Take the rain. ( UK, isnt it ?)

There is nothing I can do about the weather. But I can wear a raincoat and carry an umbrella. That's agency turned into habit.

The Stoics understood this "structurally", not just philosophically (5):

- Accept what cannot be changed — the rain, the environment

- Change what cannot be accepted— its effect on me: raincoat, umbrella, choice

- Have the wisdom to distinguish between the two

That distinction is the pause. And in that pause lives what the Stoics called prohairesis — the power of choice that no external event can reach.

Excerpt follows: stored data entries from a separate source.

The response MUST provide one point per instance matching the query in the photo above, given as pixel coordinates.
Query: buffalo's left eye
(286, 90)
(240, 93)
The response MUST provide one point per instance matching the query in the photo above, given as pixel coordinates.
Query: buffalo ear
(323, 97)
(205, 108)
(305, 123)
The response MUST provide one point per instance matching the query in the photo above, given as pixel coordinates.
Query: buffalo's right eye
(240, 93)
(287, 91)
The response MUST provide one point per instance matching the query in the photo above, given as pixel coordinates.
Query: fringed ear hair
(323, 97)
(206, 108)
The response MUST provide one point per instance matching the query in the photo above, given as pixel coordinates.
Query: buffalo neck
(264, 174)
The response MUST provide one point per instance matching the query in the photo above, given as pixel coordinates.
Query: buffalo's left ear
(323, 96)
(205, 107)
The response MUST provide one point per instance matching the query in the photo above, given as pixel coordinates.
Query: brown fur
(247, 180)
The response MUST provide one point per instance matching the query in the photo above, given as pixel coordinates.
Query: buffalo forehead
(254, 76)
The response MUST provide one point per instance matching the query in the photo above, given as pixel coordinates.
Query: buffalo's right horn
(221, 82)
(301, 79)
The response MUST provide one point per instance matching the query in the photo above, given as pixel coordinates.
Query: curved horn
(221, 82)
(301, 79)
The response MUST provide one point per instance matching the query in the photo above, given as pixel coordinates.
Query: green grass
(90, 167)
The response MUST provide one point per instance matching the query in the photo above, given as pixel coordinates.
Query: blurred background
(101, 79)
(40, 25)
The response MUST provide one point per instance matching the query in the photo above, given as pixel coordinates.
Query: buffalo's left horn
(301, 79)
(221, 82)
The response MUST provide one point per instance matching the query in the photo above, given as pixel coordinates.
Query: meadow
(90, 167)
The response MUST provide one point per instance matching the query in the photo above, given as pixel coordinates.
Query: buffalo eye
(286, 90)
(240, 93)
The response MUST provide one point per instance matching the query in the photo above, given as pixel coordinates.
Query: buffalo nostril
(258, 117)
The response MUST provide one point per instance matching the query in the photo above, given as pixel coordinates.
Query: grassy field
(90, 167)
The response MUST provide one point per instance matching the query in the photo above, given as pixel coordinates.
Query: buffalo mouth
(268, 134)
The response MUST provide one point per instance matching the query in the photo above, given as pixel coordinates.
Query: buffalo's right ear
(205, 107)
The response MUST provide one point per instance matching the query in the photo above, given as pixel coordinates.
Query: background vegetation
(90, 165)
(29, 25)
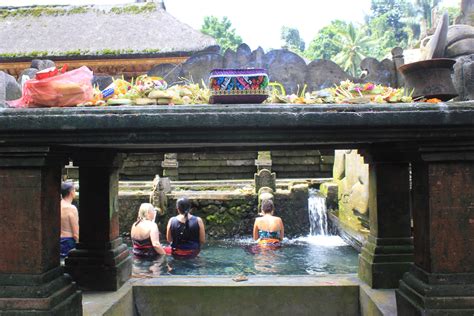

Agency lies between the stimulus and my answer to it. (6)

---

(1) Festinger's cognitive dissonance

(2) Hawkins' Map of Consciousness / AGFLAP: Pride sits below Courage on the calibration scale — structurally involutive, unable to self-correct without an external disruption. Likely to activate Psychological Games (Karpman's triangle, etc.)

(3) Panksepp's SEEKING system. Berridge showed that dopamine fires on anticipation of discovery, not reward itself

(4) Carol Dweck: Fixed vs. Growth mindset

(5) Marcus Aurelius → Serenity Prayer (AA)

(6) Rollo May → Covey's paraphrase → attributed to Frankl :

"Between stimulus and response there is a space. In that space is our power to choose our response. In our response lies our growth and our freedom."

I connect it to Rumi :

"Out beyond ideas of wrongdoing and rightdoing,

there is a field. I'll meet you there.